Figures: Metabolic Pathway Figures
(Click to view full-sized PDF.)
Lastly, improper antibody binding can result in a false negative, which can happen if a patient intentionally adulterates their urine sample. Several commercially available adulterants and household products can be used to produce negative results. If you are suspicious, consider direct observation and order a urinalysis along with the UDS. Specific gravity or pH values outside the normal range can suggest that a sample has been tampered with. Some labs test to determine whether a sample is valid by looking for the presence of bleach, glutaraldehyde, and chlorochromates (which are not normally present) as well as creatinine, nitrites, and uric acid (which should be present but are often absent from faked samples). Keep in mind that even direct observation and lab results can be circumvented if the patient substitutes fake urine and uses a prosthesis such as the “Whizzinator.” A quick temperature check can uncover at least some of these attempts at deception.
Confirmatory testing is reported differently than a qualitative UDS report. Rather than reporting a positive or negative, confirmatory testing reports the presence and concentration of individual metabolites.
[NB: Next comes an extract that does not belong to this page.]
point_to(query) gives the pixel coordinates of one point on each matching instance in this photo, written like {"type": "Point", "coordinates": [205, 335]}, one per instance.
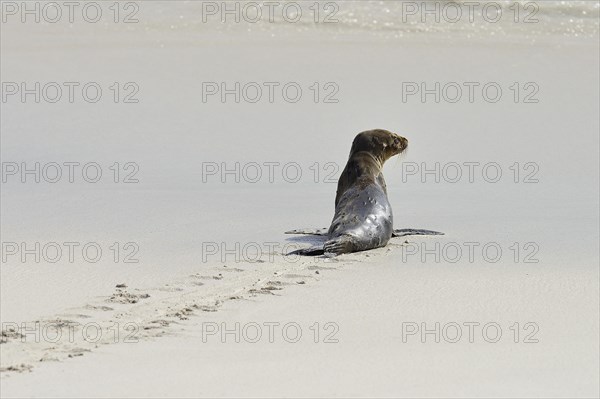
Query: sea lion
{"type": "Point", "coordinates": [363, 216]}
Although these reports contain a lot of potentially useful information, they can be challenging to interpret and require knowledge of relevant metabolic pathways.
Table: Opioid Metabolites Detectable by Urine Confirmation
(Click to view full-sized PDF.)
For example, a confirmatory test for diazepam would show the presence of nordiazepam and oxazepam, whereas a confirmatory test for temazepam would only report the presence of oxazepam (refer to the “Benzodiazepine Metabolic Pathway” figure). The confirmatory test for a patient taking oxazepam would, likewise, only show oxazepam. Benzodiazepines outside of this pathway, such as clonazepam or alprazolam, have their own metabolites to test for. When examining the test results, look for a key that tells you which metabolites correspond to which substances. When in doubt, call the laboratory for clarification. See the interview with Dr. Becker in this issue for another example of using metabolic pathways to interpret confirmatory testing, this time with opioids.
In general, unlike electrolyte or cell count values, the concentration of a metabolite at a single point in time is not particularly useful. Trending values over time, however, can help determine whether a patient has returned to use. Metabolite concentrations that consistently fall from one appointment to another can indicate that the patient is abstaining. Conversely, a large spike in metabolite concentration suggests recent use. While useful, trending isn’t bulletproof; dehydration and P450 inhibition can lead to higher-than-expected levels, giving a false impression of increased or sustained use (Kapur B and Aleksa K, Crit Rev Clin Lab Sci 2020;57(8):548–585).
UDS deserves its role as a clinic workhorse but can be prone to false positives and negatives. If you encounter an unexpected positive result, look for agents known to cause false positives. If you encounter an unexpected negative result, double-check that the assay tests for the substance you are looking for, clarify the timeline, and consider the possibility of sample tampering. If doubt remains, order confirmatory testing.